Ils soutiennent que :
— il n’est pas justifié de la compétence du signataire de l’arrêté attaqué ;
— l’arrêté attaqué ne visant aucun arrêté municipal interdisant le stationnement des résidences mobiles des gens du voyage, il est insuffisamment motivé en droit ;
— le maire de Villeneuve d’Ascq n’a jamais pris l’arrêté prévu par le 1 du I de l’article 9 de la loi du 5 juillet 2000 et dans ces conditions, l’arrêté attaqué n’a pas de base légale ;
— l’arrêté attaqué n’est pas suffisamment motivé en fait en méconnaissance des dispositions de l’article L. 211-5 du code des relations entre le public et l’administration ce qui traduit également un défaut d’examen sérieux de la situation, en particulier s’agissant de la présence d’enfant scolarisés, de la précarité manifeste des familles et de l’absence de bilan social ni proposition de relogement ou d’accompagnement ;
— aucun diagnostic préalable de la situation personnelle des requérants n’a été réalisé en méconnaissance des dispositions de l’article 38 alinéa 3 de la loi du 5 mars 2007 alors que leur présence sur le terrain est connue depuis le 19 juin 2025 ;
— contrairement à ce que mentionne l’arrêté, aucun trouble avéré à l’ordre public ne ressort du dossier, l’occupation du terrain s’étant faite sans violence, ni effraction ou dégradation alors que ce terrain constitue une zone désaffectée des terrains sportifs de l’Université de Lille, laquelle est fermée en été et que depuis lors, aucun incident n’a été constaté ; les branchements ont été réalisés sans danger et la collecte des ordures ménagères s’opère dans le respect des règles ; les étudiants de l’université ont au demeurant manifesté leur soutien massif ;
— l’arrêté attaqué est entaché d’une erreur manifeste d’appréciation eu égard à l’absence de nécessité de la mesure d’expulsion dans un délai de 24 heures, faute de risque caractérisé pour la sécurité publique, d’urgence ou de menace concrète, alors que les familles sont en situation de grande vulnérabilité ; cette mesure est disproportionnée et aurait pour effet de produire des effets encore plus préjudiciables, en méconnaissance de leur droit à la dignité, du droit au logement et du droit au respect de la vie privée et familiale ;
— l’arrêté attaqué méconnaît les stipulations des articles 3 et 8 de la convention européenne de sauvegarde des droits de l’homme et des libertés fondamentales ;
— il méconnaît les stipulations de l’article 3-1 de la convention internationale relative aux droits de l’enfant.

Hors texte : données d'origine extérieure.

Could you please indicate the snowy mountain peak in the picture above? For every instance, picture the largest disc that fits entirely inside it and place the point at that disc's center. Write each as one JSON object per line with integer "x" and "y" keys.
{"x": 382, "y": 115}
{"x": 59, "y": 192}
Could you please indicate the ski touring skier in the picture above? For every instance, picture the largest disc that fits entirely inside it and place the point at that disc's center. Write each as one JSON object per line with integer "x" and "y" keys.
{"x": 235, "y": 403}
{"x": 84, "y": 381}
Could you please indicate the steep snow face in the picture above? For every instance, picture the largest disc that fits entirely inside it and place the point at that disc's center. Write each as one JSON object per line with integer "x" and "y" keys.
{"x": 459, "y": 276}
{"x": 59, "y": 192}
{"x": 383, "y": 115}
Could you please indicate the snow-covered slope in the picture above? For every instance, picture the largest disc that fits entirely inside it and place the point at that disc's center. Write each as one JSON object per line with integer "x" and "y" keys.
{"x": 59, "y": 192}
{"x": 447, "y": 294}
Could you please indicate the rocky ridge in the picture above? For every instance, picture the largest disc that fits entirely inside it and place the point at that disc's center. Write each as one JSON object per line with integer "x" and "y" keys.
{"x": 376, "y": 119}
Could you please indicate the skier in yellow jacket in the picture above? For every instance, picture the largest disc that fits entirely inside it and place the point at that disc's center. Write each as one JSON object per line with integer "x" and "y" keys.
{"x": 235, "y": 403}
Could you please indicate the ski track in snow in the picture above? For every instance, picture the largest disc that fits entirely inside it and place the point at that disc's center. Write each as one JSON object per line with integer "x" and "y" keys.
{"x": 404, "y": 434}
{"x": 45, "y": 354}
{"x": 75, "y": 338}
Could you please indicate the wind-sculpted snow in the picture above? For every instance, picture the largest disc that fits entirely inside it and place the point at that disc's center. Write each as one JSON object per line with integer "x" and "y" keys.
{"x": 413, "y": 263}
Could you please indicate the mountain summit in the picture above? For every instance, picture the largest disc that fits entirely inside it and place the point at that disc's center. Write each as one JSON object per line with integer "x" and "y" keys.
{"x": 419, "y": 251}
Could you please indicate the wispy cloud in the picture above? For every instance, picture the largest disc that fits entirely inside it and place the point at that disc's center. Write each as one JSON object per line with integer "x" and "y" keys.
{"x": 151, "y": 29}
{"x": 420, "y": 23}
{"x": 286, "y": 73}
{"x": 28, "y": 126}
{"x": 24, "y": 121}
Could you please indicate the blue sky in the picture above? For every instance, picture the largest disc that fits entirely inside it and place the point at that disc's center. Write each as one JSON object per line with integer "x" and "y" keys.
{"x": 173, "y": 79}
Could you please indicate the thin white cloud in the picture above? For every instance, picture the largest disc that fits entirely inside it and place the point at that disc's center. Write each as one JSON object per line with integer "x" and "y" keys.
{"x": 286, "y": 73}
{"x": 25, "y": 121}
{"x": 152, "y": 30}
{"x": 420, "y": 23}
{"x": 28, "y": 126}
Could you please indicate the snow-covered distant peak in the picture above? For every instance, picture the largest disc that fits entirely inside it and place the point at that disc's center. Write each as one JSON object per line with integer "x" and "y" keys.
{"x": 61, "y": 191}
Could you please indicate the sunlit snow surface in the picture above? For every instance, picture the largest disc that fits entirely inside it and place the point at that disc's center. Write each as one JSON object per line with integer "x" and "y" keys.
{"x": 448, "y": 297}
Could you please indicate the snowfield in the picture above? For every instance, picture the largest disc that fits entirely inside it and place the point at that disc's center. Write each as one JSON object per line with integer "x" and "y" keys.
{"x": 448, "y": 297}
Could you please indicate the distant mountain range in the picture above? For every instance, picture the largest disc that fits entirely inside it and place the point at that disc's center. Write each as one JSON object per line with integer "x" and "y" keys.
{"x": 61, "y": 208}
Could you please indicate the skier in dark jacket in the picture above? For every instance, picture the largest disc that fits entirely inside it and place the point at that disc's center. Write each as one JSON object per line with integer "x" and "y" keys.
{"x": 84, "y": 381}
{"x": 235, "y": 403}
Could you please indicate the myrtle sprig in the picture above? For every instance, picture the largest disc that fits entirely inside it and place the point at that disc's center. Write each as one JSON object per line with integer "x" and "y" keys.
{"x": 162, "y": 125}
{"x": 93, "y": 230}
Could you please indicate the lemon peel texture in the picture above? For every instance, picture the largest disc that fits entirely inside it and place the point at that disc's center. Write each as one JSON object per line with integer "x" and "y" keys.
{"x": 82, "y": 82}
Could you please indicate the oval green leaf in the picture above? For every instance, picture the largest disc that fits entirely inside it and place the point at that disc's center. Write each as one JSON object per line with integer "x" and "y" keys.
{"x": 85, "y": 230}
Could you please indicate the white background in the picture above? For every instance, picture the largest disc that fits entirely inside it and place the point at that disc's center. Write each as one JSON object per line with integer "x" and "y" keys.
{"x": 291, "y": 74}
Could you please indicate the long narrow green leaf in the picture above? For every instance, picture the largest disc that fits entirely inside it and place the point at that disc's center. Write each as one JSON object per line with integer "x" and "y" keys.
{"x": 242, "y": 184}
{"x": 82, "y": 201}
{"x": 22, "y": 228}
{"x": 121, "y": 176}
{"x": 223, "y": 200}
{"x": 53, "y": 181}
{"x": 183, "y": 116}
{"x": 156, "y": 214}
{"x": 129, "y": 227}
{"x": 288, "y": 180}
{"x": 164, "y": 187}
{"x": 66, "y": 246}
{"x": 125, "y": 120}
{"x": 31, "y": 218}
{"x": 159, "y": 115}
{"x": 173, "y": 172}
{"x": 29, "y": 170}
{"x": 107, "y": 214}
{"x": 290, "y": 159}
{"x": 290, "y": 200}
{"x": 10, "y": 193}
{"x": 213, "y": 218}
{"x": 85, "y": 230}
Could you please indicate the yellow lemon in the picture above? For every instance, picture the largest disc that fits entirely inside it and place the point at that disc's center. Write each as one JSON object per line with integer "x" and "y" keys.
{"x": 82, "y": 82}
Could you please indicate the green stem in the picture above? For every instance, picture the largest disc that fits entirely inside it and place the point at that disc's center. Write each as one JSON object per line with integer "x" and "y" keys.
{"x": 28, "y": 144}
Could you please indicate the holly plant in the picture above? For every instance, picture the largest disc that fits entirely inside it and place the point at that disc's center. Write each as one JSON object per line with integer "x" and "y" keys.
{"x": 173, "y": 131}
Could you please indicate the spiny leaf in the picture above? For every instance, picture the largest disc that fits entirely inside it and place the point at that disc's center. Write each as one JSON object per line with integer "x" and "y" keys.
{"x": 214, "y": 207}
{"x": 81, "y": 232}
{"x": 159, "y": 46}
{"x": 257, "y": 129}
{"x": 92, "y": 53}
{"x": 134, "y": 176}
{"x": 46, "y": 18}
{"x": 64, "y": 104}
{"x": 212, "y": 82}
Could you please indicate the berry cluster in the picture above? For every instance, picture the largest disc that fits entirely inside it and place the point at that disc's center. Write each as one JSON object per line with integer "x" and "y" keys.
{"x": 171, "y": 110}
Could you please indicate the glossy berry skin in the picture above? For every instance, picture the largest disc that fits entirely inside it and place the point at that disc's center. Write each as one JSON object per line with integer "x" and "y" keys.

Par un mémoire en défense, enregistré le 27 juin 2025 à 15h 29, le préfet du Nord conclut au rejet de la requête.
Il soutient que les moyens soulevés par les requérants ne sont pas fondés.
Vu les autres pièces du dossier.
Vu :
— la convention européenne de sauvegarde des droits de l’homme et des libertés fondamentales ;
— la convention internationale relative aux droits de l’enfant ;
— le code des relations entre le public et l’administration ;
— la loi n° 2000-614 du 5 juillet 2000 ;
— la loi n° 2007-290 du 5 mars 2007 ;
— le code de justice administrative.
Les parties ont été régulièrement averties du jour de l’audience.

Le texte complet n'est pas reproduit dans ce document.